Evidently such liability, in a case like the present, accrues in the lifetime of the recipient of the gains, profits, and income, and at his or her decease it passes over to the executor or administrator as a debt against the estate. Where the recipient dies within the year, he or she cannot make any return, and the duty of making it in that event devolves on the executor or administrator, as the legal representative of the deceased. The requirement of the law is, that the return shall be made in the collection district where the person resides upon whom the duty of making it is imposed; and it seems but a reasonable construction of that provision, to hold that in cases like the present, it may include the executor or administrator, as no return can be made by the actual recipient of the gains, profits, or income.
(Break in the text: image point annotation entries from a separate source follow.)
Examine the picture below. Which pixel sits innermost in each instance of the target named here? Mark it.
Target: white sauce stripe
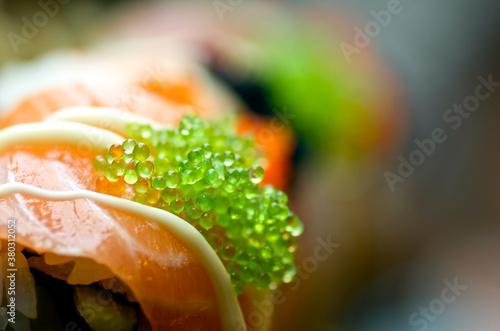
(86, 138)
(231, 315)
(106, 118)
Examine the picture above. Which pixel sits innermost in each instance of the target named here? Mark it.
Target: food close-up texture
(249, 165)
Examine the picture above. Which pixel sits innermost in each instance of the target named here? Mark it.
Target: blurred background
(412, 233)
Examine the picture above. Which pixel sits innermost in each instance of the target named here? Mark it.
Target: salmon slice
(81, 241)
(164, 275)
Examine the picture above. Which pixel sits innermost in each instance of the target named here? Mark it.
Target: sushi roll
(164, 213)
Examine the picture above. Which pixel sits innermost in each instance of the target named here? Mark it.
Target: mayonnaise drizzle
(84, 137)
(87, 137)
(112, 119)
(231, 315)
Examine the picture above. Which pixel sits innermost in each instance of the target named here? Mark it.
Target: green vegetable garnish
(198, 172)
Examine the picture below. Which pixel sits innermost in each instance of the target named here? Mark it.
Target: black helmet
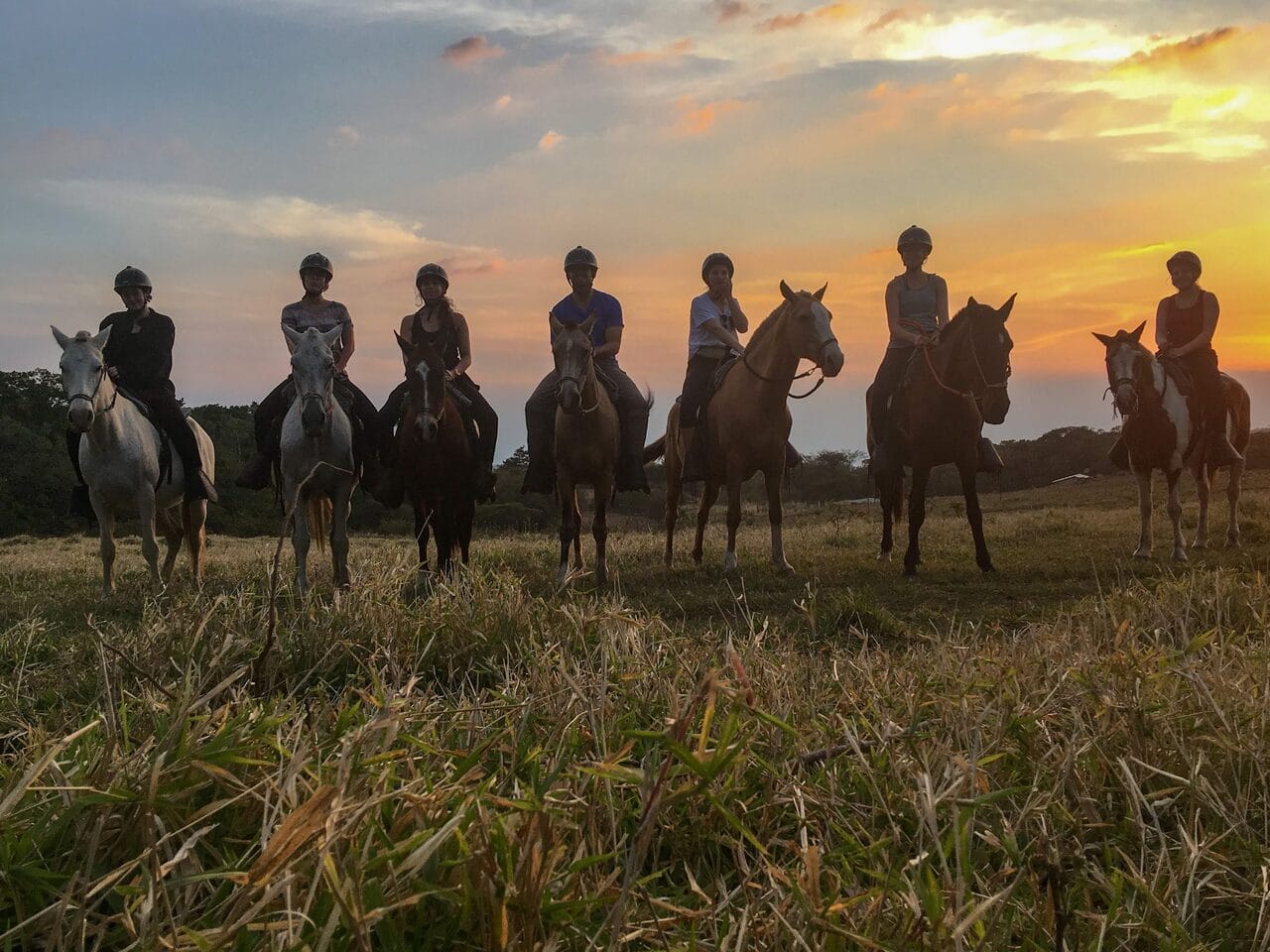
(716, 258)
(915, 235)
(318, 263)
(580, 255)
(1187, 258)
(132, 278)
(435, 271)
Concede that an executor or administrator under that provision, may be regarded as a trustee, still the argument is, that it is impossible to regard him as the trastee for the decedent, which perhaps is a sound proposition as a technical rule; but he is the legal representative of the deceased, and as such is bound to collect the dues and pay the debts, and administer the estate, which is a sufficient answer to the proposition as applied to the case before the court. Internal-revenue taxes are also levied on persons having in charge or trust as executors, administrators, or trastees any legacies or distributive shares arising from personal property, where the whole amount shall exceed $1,000 in actual value; and the argument is, that those taxes in case of deceased persons, dying within the income year, are a substitute for the income taxes required to be paid by persons in full life; but it is impossible to adopt the proposition, as the legacy and succession taxes are. entirely distinct from the taxes on gains, profits, and incomes. 13 Stat. 287.
Income taxes accrue on gains, profits, or income .received by the testator or intestate in his lifetime; but legacy and succession taxes accrue subsequent to the death of such testator or intestate. A suit may be maintained against a collector of internal revenue, to recover back taxes illegally exacted, if the payment was made under written protest to prevent a distraint of the plaintiff’s property; but the taxes in this case, under the agreement of the parties, were in judgment of law legally assessed against the plaintiff as executor of Sylvia Ann Howland, deceased.
Judgment for the defendant for the costs of suit.